Ginés menea la cabeza, sin poder evitar que una sonrisa se dibuje en su boca.
—Yo sólo intentaba abrir otros horizontes—dice indulgente—, apartar un poco de la obsesión... pero ya veo que tú lo haces bastante mejor que yo.
—A lo mejor es un sueño—dice María en tono insustancial—y los que desaparecen... es que despiertan.
—Pero ese sueño... ¿lo estás soñando tú?—dice Ginés—. Porque yo me siento muy de carne y hueso. Me niego a ser un personaje de tu sueño...
—Yo puedo soñar que tú dices eso—replica María. Ella y Ginés hablan con ligereza, más por el gusto de la pura dialéctica que por una verdadera fe en la idea que están desarrollando.
—Hombre... podría ser un sueño colectivo—dice Ginés—y lo estamos soñando todos, al mismo tiempo... Eso: aún estamos en el refugio, en las literas...
—Y los que han desaparecido es que ya han despertado—concluye Amparo.
—Exacto—dice Ginés.
—¿Y entonces por qué no nos despiertan?—pregunta María—. Por fuerza tienen que saber que estamos sufriendo...
—No siempre se recuerdan los sueños que has tenido —responde Ginés—. Ellos se han despertado pero no se acuerdan de que soñaban esto... Simplemente ven que nosotros seguimos durmiendo...

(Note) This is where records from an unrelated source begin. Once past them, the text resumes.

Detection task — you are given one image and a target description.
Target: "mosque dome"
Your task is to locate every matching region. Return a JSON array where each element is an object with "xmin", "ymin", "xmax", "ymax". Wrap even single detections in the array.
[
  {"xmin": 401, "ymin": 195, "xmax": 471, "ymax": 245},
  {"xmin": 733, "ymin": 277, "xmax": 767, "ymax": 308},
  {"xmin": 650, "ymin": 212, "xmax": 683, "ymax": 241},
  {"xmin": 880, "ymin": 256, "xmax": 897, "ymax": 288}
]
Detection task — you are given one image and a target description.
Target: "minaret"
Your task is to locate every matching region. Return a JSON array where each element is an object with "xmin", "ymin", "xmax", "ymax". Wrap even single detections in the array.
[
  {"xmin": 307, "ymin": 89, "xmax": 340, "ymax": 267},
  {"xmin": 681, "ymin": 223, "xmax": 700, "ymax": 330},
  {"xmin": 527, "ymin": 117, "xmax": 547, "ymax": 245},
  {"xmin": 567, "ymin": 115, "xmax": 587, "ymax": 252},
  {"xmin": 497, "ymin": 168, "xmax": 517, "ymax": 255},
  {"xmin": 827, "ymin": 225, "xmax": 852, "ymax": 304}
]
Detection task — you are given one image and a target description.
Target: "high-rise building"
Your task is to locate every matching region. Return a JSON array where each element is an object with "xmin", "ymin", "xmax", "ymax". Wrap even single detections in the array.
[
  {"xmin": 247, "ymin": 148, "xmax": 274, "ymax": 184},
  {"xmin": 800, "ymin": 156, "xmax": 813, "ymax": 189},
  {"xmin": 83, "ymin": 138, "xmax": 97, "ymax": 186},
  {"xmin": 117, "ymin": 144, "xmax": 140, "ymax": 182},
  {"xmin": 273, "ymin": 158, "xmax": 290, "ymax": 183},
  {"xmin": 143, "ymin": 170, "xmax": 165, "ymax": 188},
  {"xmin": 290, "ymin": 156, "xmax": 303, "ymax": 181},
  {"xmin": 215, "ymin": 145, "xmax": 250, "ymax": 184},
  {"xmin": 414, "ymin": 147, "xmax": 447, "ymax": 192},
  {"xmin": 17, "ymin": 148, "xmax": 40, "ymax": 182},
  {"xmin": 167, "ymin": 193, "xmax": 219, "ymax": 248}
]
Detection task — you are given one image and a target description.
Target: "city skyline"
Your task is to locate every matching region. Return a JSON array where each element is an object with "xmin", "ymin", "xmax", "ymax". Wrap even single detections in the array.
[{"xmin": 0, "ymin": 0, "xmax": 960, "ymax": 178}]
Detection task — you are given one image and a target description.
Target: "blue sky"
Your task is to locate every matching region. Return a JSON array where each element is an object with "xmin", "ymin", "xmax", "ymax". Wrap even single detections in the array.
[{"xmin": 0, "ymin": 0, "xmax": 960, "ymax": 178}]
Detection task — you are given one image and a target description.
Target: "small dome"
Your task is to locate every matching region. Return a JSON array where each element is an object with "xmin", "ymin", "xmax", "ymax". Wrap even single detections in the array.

—Vamos a ver...—dice Amparo, con un gesto de irritación—. Es que a mí... a mí me da mucha rabia eso de explicarlo todo con un sueño. Es como en las películas: la típica película en la que van pasando cosas, un montón de cosas, y luego, como no saben cómo acabarla... pues resulta que todo era un sueño, y ya está: a cobrar por el guión... ¡No te jode! Como si no notara una la diferencia que hay entre estar soñando y estar despierta...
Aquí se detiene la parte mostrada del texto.